The iterated Prisoner's Dilemma

Introduction to the Prisoner's Dilemma

If we are to discuss the iterated Prisoner's Dilemma, we must first discuss it with 1 iteration. The idea in a single iteration, is that you and another convict have 2 choices available and there 4 possible outcomes. For simplicity, we will name the prisoner's Cain and Abel, and the options Betray and Cooperate. If Cain betrays, and abel cooperates, Cain gets free and Abel serves for 3 years. If Cain betrays, and abel betrays they both serve 2 years. If Cain cooperates and Abel cooperates, then they both serve a year. I will present this with the below tree.


Cain             Abel
--------------------------+
          /--> Cooperates | C=1, A=1
Cooperates                |
          \--> Betrays    | C=3, A=0
                          |
     /-------> Cooperates | C=0, A=3
Betray                    |
     \-------> Betrays    | C=2, A=2
--------------------------+

It's from the above, we can see that in both outcomes, Cain gets a lower score(lower=better in this instance) by betraying. If he Cooperated, and Abel Cooperated, he could've gotten 0 time. If he betrayed and Abel betrayed, he would've gotten 3 time. As Betrayal is the best option, it's what is referred to as a dominating strategy if taken from a purely rational perspective. Of course, usually the situation would be a more complex moral and ethical problem(like the trolley problem), and the context for who is who does come up, but this is beyond the point of this discussion.

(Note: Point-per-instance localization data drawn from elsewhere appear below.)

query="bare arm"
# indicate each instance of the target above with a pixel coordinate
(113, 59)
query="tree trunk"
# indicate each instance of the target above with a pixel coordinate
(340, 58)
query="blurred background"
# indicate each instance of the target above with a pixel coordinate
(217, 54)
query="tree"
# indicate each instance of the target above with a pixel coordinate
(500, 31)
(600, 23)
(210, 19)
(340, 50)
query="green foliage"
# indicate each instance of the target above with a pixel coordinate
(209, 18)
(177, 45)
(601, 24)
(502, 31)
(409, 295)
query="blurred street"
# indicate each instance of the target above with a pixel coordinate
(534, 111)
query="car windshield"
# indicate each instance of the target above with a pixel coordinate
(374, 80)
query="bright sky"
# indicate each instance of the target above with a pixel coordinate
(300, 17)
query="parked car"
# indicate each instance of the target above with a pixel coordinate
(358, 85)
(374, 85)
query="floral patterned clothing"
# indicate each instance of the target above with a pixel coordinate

Introduction to the iterated Prisoner's Dilemma

In the iterated prisoner's dilemma, we play this game multiple times, with both Cain and Abel being able to remember all the outcomes from before. The final outcome being the sum score of all iterations. If Cain and Abel always Cooperate this is how the scores will look. In this I will be playing up to iteration 3, you are free to extend it yourself:

i | Cain | Abel
--+------+-----
0 | 1    | 1
1 | 2    | 2
2 | 3    | 3

As we can see, they both end up with 3. Now lets compare this with always betraying.

i | Cain | Abel
--+------+-----
0 | 2    | 2
1 | 4    | 4
2 | 6    | 6

As we can clearly see, in an iterated prisoner's dilemma it pays to be nice. However, note what happens when one always cooperates and one always betrays.

i | Cain | Abel
--+------+-----
0 | 0    | 3
1 | 0    | 6
2 | 0    | 9

It appears that blind optimism that your oponent will always cooperate is faulty. Thus we can conclude a few things about behaving in an iterated dilemma.

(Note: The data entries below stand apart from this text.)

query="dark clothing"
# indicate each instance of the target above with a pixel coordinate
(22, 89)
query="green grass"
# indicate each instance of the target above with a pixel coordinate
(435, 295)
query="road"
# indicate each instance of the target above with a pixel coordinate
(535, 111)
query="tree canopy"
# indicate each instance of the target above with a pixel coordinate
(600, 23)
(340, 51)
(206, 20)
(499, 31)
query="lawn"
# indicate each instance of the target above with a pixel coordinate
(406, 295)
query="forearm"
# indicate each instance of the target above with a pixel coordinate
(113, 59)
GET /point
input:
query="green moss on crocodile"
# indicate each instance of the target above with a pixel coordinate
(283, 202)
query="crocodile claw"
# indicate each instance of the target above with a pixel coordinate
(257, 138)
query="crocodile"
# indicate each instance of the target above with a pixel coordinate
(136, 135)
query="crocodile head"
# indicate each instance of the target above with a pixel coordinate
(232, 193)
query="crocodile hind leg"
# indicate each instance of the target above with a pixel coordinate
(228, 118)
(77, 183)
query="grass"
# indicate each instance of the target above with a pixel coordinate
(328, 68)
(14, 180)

There are several more complex strategies a person can apply. Tit-For-Tat(Tip-For-Tap is what it was originally called), there is also Tit-For-Tat with forgiveness, Tit-For-Two-Tat and Grim Trigger. All 4 of these are under the same umbrella of "Trigger Strategies" where if a certain Trigger is observed, they change behaviour. The simplest to demonstrate is Grim Trigger. Cain will demonstrate, and on iteration 2 Abel will betray and Cain will continue to betray for the rest of the game even if Abel cooperates after.

i | Cain | Abel
--+------+-----
0 | 1    | 1
1 | 2    | 2
2 | 4    | 2    <= Abel Betrays
3 | 6    | 4
4 | 6    | 7    <= Abel cooperates, Note that Cain still betrays
5 | 8    | 9    <= Abel returns to betraying, Cain continues betraying

You will observe 2 things about Grim Trigger. Between 2 people, if one betrays and the Grim Trigger is triggered, then that one shouldn't Cooperate because, if we recall, it's a choice of adding 3 or adding 2 to their own score. I will now demonstrate Tit-For-Tat. The Strategy of Tit-For-Tat is simple. Initially Cooperate, and then repeat your partner's last move. We will repeat the above game, with both Cain and Abel playing by Tit-For-Tat, except on the 3rd iteration I will make Abel betray, to demonstrate its behaviour.

i | Cain | Abel
--+------+-----
0 | 1    | 1
1 | 2    | 2
2 | 5    | 2    <= Abel Betrays
3 | 5    | 5    <= Cain betrays, Abel Cooperates
4 | 8    | 5    <= Cain Cooperates, Abel Betrays

We will observe that a "Sort-of" loop or pattern begins to emerge when two tit-for-tat players are faced against each other. It's from this, we can see if it was just an honest mistake or if it was a genuine attack, it ends up going back and force doing neither side any good(they both gain 3 score over 2 iterations, compared with always cooperating which would gain 2 score over 2 iterations).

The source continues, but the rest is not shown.